Grimm für längere AKW-Laufzeiten
Der VKU-Hauptgeschäftsführer sprach sich wie die „Wirtschaftsweise“ Veronika Grimm für längere AKW-Laufzeiten aus. „Um für Notsituationen gewappnet zu sein, wäre es grundsätzlich besser, die Kapazitäten zu nutzen, die wir haben“, sagte Liebing. Grimm argumentierte, dass auch bei einem verstärkten Ausbau Erneuerbarer Energien in den kommenden zwei bis vier Jahren nicht ausreichend Erzeugungskapazitäten zur Verfügung stünden, „um die angespannte Lage am Strommarkt zu beruhigen“. Die Laufzeitverlängerung der Atomkraftwerke würde die Strompreise um acht bis zwölf Prozent senken. „Außerdem müssten wir nicht so viel Kohle verstromen“, sagte Grimm.
Liebing rief zugleich die Bundesregierung auf, Genehmigungen für Windkraftanlagen deutlich zu beschleunigen. „Die Koalition kann und muss den Turbo zünden.“ Seit Dezember gebe es im Rahmen der EU-Notfallverordnung ganz neue Möglichkeiten.
Der Chef der Internationalen Energieagentur, Fatih Birol, hat die Europäer davor gewarnt, die Versorgungskrise angesichts fallender Gaspreise vorschnell abzuhaken. „Der nächste Winter bereitet mir Sorgen“, sagte Birol dem „Handelsblatt“ (Dienstag). „Kein russisches Gas, Chinas Comeback als Importeur, wenig Angebotszuwachs: Diese drei Faktoren machen den nächsten Winter zur Herausforderung.“ Er fürchte, dass viele Regierungen „ein bisschen zu froh“ über den bislang relativ milden Verlauf der Krise seien. Europa müsse den Gasverbrauch weiter senken.
Vor dem Hintergrund der angespannten Lage kritisierte auch der IEA-Direktor den deutschen Atomausstieg: „Ich wünschte, es gäbe die Möglichkeit, die Laufzeiten bei Bedarf deutlich stärker zu verlängern.“ Dagegen lobte Birol, dass sich der Ausbau von Windkraft und Solaranlagen beschleunigt habe. „Vor allem die Beschleunigung der Planungsverfahren zahlt sich aus.“
Gaspreis Anfang Januar auf niedrigstem Stand seit November 2021
Der europäische Gaspreis war Anfang Januar auf den niedrigsten Stand seit November 2021 gefallen.

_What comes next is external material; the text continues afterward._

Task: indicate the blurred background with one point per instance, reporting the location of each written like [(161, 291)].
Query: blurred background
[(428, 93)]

Am 4. Januar wurde der Terminkontrakt TTF für die Lieferung von niederländischem Erdgas in einem Monat zeitweise nur noch zu 64,22 Euro je Megawattstunde (MWh) gehandelt.
Anfang Dezember hatte der Preis noch zeitweise bei 159 Euro je MWh gelegen. Das Rekordhoch war im vergangenen Sommer bei 345 Euro je MWh erreicht worden. Damals hatte ein Lieferstopp von Erdgas aus Russland einen rasanten Höhenflug beim Preis ausgelöst.
Die deutschen Gasspeicher sind weiterhin gut gefüllt, die Füllstände sinken jedoch angesichts kälterer Witterung merklich. Meldete die Bundesnetzagentur am vergangenen Donnerstag noch Füllstände von knapp über 89 Prozent, lagen sie am Montag bereits bei nur noch 84,8 Prozent.